Her focus adjusted to the diagram in her HUD. “Great. Keep still, Mal.”

“Tell that to jelly boy here.”

Naomi fed the release codes into each port on the harness in the right order—with just the tiniest blip of adrenaline—and the harness slid onto the deck with a thud. Osman didn’t wait to be given the all-clear and jogged across to take a look.

“Textbook,” she said. “Absolutely textbook. What do we do with it now, BB?”

However many bells and whistles the Huragok could add to a ship, BB wanted to play it safe for now. “We need to confine it where it can’t access me or any other critical systems. You know what they’re like. It’ll start tinkering and next thing you know … well, we
don’t
know. Proceed with caution.”

“So what are we going to do to keep it occupied?” Mal asked. “Give it a coloring book?”

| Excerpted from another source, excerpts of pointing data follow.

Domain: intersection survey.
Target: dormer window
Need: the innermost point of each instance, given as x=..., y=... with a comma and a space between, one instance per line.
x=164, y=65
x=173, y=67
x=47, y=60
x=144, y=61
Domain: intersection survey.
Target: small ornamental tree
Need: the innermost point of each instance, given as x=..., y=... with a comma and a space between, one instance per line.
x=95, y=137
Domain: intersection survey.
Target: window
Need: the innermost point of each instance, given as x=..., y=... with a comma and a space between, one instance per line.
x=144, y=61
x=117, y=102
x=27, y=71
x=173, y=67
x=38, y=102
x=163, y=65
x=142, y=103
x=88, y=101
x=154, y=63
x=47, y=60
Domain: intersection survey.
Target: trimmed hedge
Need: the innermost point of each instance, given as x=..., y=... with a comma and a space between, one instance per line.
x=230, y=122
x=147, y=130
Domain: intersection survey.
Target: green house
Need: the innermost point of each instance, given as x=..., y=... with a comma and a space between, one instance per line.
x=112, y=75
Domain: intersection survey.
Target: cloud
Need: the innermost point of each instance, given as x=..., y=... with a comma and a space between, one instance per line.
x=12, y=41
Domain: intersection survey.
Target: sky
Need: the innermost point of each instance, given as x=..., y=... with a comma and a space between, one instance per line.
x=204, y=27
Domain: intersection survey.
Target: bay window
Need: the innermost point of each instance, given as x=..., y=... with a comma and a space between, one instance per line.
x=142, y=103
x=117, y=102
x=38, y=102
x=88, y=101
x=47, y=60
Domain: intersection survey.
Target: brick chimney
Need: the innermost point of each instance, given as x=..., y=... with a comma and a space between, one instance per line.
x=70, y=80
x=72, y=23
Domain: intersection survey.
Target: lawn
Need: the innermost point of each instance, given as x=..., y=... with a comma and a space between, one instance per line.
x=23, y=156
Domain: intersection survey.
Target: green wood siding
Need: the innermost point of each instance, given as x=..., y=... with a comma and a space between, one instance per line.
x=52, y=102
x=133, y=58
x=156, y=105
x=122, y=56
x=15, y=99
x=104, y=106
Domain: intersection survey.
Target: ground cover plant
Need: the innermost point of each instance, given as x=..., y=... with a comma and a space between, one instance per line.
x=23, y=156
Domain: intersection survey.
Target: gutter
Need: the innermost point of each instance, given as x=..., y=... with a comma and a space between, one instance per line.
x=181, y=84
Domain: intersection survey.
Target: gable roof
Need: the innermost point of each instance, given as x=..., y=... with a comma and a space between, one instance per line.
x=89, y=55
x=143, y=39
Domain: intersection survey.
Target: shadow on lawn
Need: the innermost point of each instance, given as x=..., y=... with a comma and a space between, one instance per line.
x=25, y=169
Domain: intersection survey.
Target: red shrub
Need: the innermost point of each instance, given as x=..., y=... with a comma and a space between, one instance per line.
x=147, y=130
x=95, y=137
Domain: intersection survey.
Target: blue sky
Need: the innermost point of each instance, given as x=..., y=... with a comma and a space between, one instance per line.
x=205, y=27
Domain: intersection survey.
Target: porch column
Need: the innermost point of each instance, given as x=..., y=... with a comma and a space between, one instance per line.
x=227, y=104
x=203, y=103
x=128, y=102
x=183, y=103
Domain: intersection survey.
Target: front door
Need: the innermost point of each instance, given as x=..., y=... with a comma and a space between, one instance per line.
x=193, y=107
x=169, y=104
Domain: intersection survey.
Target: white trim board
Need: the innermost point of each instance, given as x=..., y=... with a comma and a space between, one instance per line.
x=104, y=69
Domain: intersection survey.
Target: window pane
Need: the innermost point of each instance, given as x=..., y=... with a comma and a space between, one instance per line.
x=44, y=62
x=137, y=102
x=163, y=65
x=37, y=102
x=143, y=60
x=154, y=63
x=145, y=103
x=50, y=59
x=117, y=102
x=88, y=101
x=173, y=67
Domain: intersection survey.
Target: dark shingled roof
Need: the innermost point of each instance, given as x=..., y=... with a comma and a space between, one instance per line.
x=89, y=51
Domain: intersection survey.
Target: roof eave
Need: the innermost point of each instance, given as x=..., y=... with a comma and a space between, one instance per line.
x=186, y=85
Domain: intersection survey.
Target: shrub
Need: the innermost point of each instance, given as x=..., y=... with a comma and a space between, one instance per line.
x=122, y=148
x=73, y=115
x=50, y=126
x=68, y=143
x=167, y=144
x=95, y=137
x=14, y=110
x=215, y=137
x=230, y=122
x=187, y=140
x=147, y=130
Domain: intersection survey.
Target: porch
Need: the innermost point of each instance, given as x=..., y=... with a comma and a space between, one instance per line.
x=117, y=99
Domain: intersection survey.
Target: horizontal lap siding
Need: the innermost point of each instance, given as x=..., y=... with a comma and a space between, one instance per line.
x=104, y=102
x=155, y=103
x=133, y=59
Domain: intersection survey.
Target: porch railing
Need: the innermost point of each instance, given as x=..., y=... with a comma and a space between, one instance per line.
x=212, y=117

“Let me talk to it. But if it gets into me, then it assimilates all my knowledge. That’s classified ONI intelligence. It’ll siphon it up and share it with the next computer or Engineer it meets. Even if it only shares that data with UNSC systems, you’ll have an interesting time explaining
that
to Admiral Parangosky.”

“Bloody good point, BB.” Mal still had hold of the Engineer by its neck. “Can it pick locks? I mean, can we secure it in a compartment, or is it going to rebuild the security systems?”

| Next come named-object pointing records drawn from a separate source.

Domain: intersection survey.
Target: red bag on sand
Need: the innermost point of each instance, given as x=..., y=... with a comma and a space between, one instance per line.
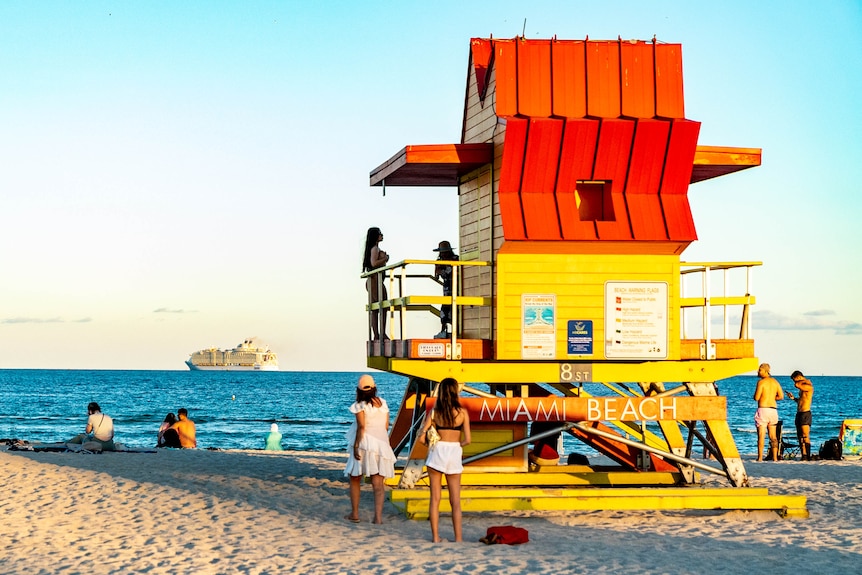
x=505, y=534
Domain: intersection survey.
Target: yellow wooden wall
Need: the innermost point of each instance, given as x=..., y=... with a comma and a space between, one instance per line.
x=480, y=224
x=578, y=281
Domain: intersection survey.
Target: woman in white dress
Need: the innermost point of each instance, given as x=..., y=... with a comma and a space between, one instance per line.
x=370, y=454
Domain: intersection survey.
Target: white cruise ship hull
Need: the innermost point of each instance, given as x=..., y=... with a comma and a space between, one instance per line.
x=194, y=367
x=247, y=356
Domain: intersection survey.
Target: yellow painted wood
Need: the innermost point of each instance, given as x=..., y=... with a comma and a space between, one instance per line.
x=415, y=503
x=559, y=476
x=714, y=301
x=578, y=281
x=412, y=300
x=723, y=438
x=537, y=372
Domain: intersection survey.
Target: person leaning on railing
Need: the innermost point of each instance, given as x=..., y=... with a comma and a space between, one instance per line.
x=374, y=258
x=444, y=274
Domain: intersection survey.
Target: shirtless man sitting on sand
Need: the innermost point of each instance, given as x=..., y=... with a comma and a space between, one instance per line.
x=185, y=429
x=803, y=412
x=766, y=394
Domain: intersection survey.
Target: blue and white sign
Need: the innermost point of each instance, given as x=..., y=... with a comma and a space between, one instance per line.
x=579, y=337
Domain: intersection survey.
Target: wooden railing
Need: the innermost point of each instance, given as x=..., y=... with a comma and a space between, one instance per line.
x=402, y=298
x=732, y=292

“Give it something noncritical to play with,” Naomi said. “Upgrade the basic ODST armor or something. You’re not going to need it now everyone’s got their ONI rig.”

The Engineer gave up trying to squirm out of Mal’s headlock and wrapped its tentacles around his shoulders like a scared child.

“Yeah, okay,” Mal said. “Steady on, son. Don’t throttle me. Come on, BB, talk to it.”

BB decided he’d collated enough data on Huragok sign language to attempt a conversation. He projected a set of holographic tentacles and began signing. The Engineer’s head whipped around and it let out a long, soft trill that BB hoped was an
oooooh
of amazement.

< Not going to hurt, >
BB signed.

The Engineer seemed totally riveted by the unexpected conversation. <
Where are the others? What will not hurt? >

BB made a rapid recalculation of his syntax. He was used to total mastery of every subject he encountered, but his pidgin Huragok obviously wasn’t perfect. He tried again.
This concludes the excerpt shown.